The news outlet, with 27 million followers across over 80 accounts, stated that the US presidential election coverage on X reinforced its view that the platform had become “toxic.”
While The Guardian’s official accounts will withdraw, reporters may still use X for newsgathering.
This move follows similar actions by NPR, PBS, and other organizations concerned about the platform’s content standards under Musk’s ownership.
What is the concern? That if Bluesky falls, the instances fall because of the choke-point?

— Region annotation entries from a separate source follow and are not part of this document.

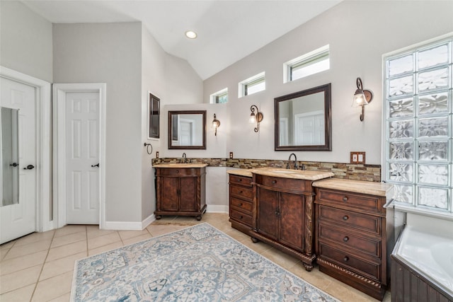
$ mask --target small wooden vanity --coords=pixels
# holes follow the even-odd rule
[[[316,260],[321,272],[382,300],[394,241],[384,207],[391,185],[326,171],[227,173],[233,228],[299,259],[307,271]]]
[[[156,204],[154,215],[193,216],[201,220],[206,211],[205,163],[156,165]]]

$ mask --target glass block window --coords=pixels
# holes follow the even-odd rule
[[[239,97],[250,95],[266,89],[265,74],[261,72],[239,83]]]
[[[453,213],[453,37],[384,57],[384,178],[400,205]]]
[[[212,93],[210,98],[211,104],[223,104],[228,103],[228,88],[224,88]]]
[[[297,80],[330,68],[329,45],[327,45],[285,63],[286,77],[283,82]]]

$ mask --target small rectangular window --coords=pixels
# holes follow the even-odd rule
[[[265,74],[262,72],[239,83],[239,98],[266,89]]]
[[[212,93],[210,98],[211,104],[223,104],[228,103],[228,88],[224,88]]]
[[[328,45],[285,63],[284,82],[287,83],[328,70],[330,67]]]

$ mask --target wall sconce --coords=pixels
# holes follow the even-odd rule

Isn’t this their plan in the long-term? (Article from February):
Bluesky is taking a big leap toward federating. On Thursday, the social network announced that it is opening up early access for users and developers who want to self-host their data. While this isn’t true federation yet, the company plans to open up federation to larger servers with even more users in its next phase. When the dust settles, anyone can (in theory) create their own server with their own rules on Bluesky’s AT Protocol.
The concern is that without true federation Bluesky is still for all intents and purposes a corporation-controlled social media, just like Twitter, and therefore subject to the exact same enshittification cycle.
I’ll believe they’ll add true federation when it happens. Color me sceptical, but I’ll be happy to be proven wrong.